Here’s my solution. It’s a programmer’s solution: it assumes that integers take $$O(1)$$ space and hash maps allow $$O(1)$$ lookups. If you know a solution that doesn’t make these assumptions, please let me know!

So, consider the decomposition of $$f$$ into disjoint cycles. For every cycle that has $$k > \sqrt{n}$$ elements, arbitrarily pick $$\lceil k / \sqrt{n}\rceil$$ elements—“breakpoints”—such that, when moving along the cycle, the distance between any two breakpoints is at most $$\sqrt{n}$$. Since there are fewer than $$\sqrt{n}$$ such cycles, the total number of breakpoints is

$\sum_i \lceil k_i / \sqrt{n}\rceil < \sum_i (k_i / \sqrt{n}+1) < 2\sqrt{n}.$

Store all the breakpoints in a hash map $$h$$ that maps each breakpoint to the previous breakpoint in the same cycle. Then, to invert an element $$x$$, use the following algorithm:

x1 := x
x2 := f(x)
while (x2 != x):
if h contains x1:
x1 := h(x1)
else:
x1 := x2
x2 := f(x1)
return x1

This algorithm finds the inverse element by iteratively applying $$f$$ until it comes back to $$x$$. The hash map $$h$$ provides a shortcut to instantaneously traverse a large part of the cycle.
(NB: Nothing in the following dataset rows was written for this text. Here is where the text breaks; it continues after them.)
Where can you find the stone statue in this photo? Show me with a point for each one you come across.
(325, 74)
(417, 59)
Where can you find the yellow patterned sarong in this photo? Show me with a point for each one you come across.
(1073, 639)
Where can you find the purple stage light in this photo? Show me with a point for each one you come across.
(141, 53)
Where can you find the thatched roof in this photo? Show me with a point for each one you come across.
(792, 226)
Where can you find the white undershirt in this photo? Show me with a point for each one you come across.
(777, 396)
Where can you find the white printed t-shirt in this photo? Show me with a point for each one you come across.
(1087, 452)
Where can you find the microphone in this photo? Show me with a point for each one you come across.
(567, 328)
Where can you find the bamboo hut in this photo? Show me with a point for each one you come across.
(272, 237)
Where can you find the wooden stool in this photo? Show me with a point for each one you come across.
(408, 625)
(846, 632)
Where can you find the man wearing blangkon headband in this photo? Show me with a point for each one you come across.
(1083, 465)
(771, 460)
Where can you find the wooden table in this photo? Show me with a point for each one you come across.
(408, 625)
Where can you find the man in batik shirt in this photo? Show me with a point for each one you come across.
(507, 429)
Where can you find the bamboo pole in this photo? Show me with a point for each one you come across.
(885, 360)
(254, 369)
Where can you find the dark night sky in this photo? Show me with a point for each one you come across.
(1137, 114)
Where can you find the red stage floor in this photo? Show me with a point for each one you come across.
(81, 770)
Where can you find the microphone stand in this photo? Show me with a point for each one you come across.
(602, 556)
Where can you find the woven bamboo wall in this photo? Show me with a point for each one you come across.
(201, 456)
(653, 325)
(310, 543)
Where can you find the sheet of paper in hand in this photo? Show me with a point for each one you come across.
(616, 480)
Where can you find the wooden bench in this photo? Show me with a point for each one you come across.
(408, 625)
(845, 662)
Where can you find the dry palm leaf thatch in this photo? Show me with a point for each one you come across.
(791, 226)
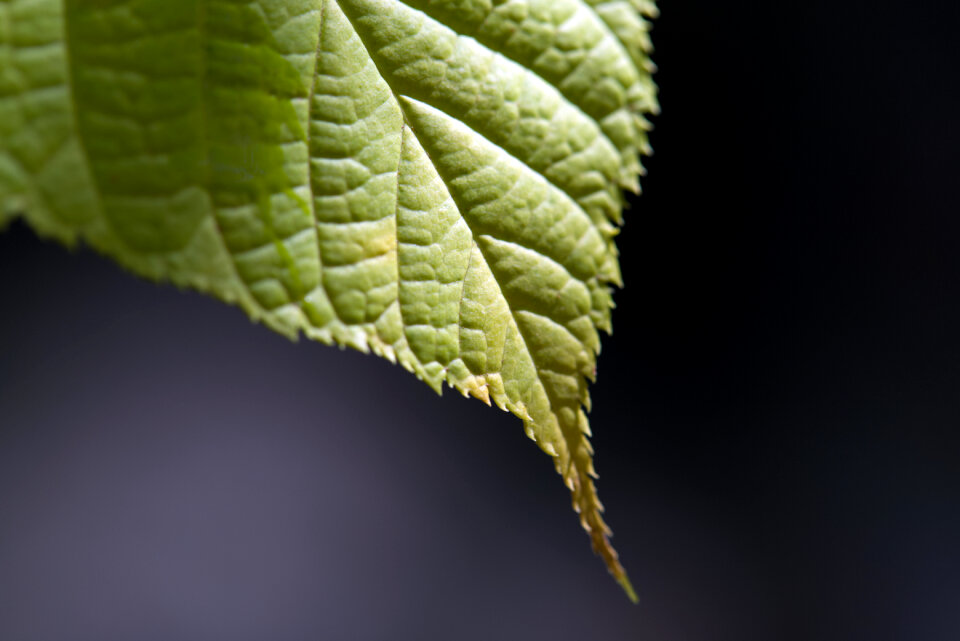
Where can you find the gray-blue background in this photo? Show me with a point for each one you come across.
(777, 418)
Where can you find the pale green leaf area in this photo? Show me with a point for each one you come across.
(436, 181)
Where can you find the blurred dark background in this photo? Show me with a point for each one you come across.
(777, 416)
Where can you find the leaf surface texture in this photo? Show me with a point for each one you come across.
(436, 181)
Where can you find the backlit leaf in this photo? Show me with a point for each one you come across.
(436, 181)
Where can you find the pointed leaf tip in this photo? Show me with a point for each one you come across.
(439, 183)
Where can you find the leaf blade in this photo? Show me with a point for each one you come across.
(439, 183)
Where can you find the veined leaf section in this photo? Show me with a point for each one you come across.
(437, 182)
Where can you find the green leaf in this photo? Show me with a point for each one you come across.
(436, 181)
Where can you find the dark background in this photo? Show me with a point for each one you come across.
(777, 416)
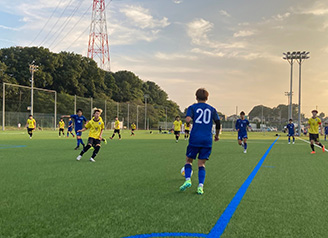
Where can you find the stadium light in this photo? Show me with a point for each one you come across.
(299, 57)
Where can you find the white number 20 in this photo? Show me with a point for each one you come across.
(204, 116)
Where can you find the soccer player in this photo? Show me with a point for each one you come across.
(70, 127)
(313, 126)
(30, 125)
(61, 127)
(291, 130)
(133, 128)
(187, 130)
(241, 128)
(116, 129)
(177, 128)
(200, 141)
(78, 121)
(95, 135)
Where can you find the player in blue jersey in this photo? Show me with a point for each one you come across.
(70, 127)
(291, 130)
(200, 141)
(78, 125)
(241, 128)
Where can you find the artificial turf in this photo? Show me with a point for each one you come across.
(133, 188)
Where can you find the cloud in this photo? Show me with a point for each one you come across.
(224, 13)
(243, 33)
(142, 18)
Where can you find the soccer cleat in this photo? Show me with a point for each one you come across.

After less than $$\sqrt{n}$$ iterations, the loop either finds $$x$$ or finds a point $$x_1$$ for which $$h(x_1)$$ is defined. In the latter case, $$x$$ lies (cycle-wise) in the interval $$(h(x_1), x_1)$$, and once the search is restarted from $$h(x_1)$$, it will take less than $$\sqrt{n}$$ additional loop iterations to locate $$x$$.